No. 1050 is one of several cars stored and operated by the museum, which has a mile-long track outside its car barn along the southernmost portion of Falls Road near Maryland Avenue.

The museum has the city's oldest streetcar -- No. 417, which museum staffers believe dates to the 1870s -- as well as No. 7407, the last streetcar to operate in Baltimore when service ended in 1963.

Bates and other museum staffers offer facts about Baltimore streetcar history:

Streetcars ran on tracks 8 inches wider than standard gauge to prevent railroad companies from moving locomotives through the city's center.

Horse-drawn wagons also used streetcar tracks to avoid the rough ride on unpaved or cobblestone city streets.

Some early streetcar lines were coded according to color rather than number, to accommodate non-English-speaking immigrants -- a system adopted in modern times for subway systems across the globe.

The old downtown Power Plant -- now home to the ESPN Zone, Hard Rock Cafe and Barnes & Noble Booksellers -- was the city's original streetcar power-generating plant.

Bates and other volunteers who staff the museum have spent 20 years restoring No. 1050 -- stripping woodwork, polishing brass window handles and replacing broken glass. Its long bench seats are lined with bright-red Wilton carpet upholstery from England -- stained and faded, but original nonetheless.
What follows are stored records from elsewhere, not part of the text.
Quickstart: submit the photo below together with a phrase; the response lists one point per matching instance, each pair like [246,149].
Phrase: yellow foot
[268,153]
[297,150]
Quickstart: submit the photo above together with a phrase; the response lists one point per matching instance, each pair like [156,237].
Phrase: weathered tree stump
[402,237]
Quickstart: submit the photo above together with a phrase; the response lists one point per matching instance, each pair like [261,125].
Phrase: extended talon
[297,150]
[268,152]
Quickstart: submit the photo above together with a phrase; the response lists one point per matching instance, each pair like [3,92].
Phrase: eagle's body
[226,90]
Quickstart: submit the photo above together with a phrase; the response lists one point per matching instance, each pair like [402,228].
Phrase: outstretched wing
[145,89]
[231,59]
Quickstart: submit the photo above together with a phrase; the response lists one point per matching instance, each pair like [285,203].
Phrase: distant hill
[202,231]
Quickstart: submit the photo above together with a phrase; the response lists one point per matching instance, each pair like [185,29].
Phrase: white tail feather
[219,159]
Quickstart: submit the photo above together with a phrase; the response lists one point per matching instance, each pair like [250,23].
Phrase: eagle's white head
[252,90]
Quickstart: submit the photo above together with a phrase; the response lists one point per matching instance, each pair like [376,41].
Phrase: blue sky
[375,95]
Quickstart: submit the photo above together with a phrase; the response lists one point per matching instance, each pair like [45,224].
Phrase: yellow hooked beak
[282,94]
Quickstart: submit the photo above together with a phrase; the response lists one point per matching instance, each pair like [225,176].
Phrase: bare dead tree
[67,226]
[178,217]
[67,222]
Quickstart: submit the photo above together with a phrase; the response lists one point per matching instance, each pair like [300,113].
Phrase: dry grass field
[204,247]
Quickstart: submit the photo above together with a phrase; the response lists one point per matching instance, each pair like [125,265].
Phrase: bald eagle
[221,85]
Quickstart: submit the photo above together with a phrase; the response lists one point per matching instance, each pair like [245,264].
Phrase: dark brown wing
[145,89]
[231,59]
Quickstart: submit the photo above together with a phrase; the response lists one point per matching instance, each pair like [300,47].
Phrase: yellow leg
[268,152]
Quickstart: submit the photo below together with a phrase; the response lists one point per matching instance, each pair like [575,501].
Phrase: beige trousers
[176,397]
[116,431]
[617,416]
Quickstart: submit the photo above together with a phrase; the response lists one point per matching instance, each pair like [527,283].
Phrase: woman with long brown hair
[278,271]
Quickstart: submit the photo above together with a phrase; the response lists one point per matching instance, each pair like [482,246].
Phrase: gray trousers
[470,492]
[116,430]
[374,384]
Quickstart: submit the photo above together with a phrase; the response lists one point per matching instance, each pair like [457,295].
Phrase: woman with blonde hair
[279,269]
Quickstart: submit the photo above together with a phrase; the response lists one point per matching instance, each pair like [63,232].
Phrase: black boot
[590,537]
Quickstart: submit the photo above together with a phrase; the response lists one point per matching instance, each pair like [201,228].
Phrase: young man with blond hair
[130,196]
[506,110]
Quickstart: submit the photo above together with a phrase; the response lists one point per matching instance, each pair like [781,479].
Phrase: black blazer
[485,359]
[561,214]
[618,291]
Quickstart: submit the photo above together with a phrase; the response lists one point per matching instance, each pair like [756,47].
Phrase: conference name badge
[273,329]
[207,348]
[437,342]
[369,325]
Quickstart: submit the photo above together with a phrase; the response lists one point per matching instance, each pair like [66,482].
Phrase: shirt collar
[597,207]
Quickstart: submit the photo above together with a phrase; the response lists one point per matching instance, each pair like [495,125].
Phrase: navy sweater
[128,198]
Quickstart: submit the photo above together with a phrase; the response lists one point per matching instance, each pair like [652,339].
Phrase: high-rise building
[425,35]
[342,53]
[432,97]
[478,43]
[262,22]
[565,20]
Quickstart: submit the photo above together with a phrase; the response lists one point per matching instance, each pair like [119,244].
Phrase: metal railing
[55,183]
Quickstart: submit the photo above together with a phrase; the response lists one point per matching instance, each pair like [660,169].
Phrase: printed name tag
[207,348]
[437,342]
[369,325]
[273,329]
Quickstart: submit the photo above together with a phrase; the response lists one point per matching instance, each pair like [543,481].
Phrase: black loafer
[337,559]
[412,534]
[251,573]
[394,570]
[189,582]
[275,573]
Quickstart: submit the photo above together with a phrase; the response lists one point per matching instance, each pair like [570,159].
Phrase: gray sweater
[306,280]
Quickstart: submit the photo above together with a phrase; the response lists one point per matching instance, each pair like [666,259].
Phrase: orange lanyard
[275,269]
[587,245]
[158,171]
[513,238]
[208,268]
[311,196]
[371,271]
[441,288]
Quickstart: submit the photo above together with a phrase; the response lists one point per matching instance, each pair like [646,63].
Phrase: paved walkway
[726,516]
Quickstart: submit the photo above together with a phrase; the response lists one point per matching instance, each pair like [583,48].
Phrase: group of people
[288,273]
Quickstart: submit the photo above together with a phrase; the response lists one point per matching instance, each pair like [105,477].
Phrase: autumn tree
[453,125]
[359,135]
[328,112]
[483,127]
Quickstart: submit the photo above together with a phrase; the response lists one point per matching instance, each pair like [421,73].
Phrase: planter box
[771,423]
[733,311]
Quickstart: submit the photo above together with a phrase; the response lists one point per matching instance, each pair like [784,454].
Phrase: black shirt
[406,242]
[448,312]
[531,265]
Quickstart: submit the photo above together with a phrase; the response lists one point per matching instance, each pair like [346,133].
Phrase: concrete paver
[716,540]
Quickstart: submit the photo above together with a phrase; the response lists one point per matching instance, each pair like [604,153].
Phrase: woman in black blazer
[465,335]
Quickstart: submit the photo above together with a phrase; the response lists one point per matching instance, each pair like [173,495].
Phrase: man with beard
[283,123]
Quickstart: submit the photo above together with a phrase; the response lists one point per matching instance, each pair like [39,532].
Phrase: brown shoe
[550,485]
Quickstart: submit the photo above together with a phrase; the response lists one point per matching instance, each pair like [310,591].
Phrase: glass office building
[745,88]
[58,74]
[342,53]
"It's a work in progress," Bates said of the car, which was nicknamed "Baby" by museum staffers.

Bates said the history of streetcars in Baltimore traces the path of the city's growth.

"The spread of development from the city's core followed the streetcar lines," he said.

He points to a map of streetcar lines hanging in the museum and notes how they follow the major routes from the city center -- along Harford Road, Greenmount Avenue and York Road, Reisterstown Road, Edmondson Avenue.

"The streetcars allowed people to live where they wanted and be able to get downtown for work and leisure," Bates said.

In many areas, tracks are still visible, some mostly buried under the asphalt that carries buses, streetcars' successors.

About 75 people turned out for the birthday. Bates said the museum's next big promotion will take place in mid-December, when children can help the conductor pick up a distinguished passenger -- Santa Claus.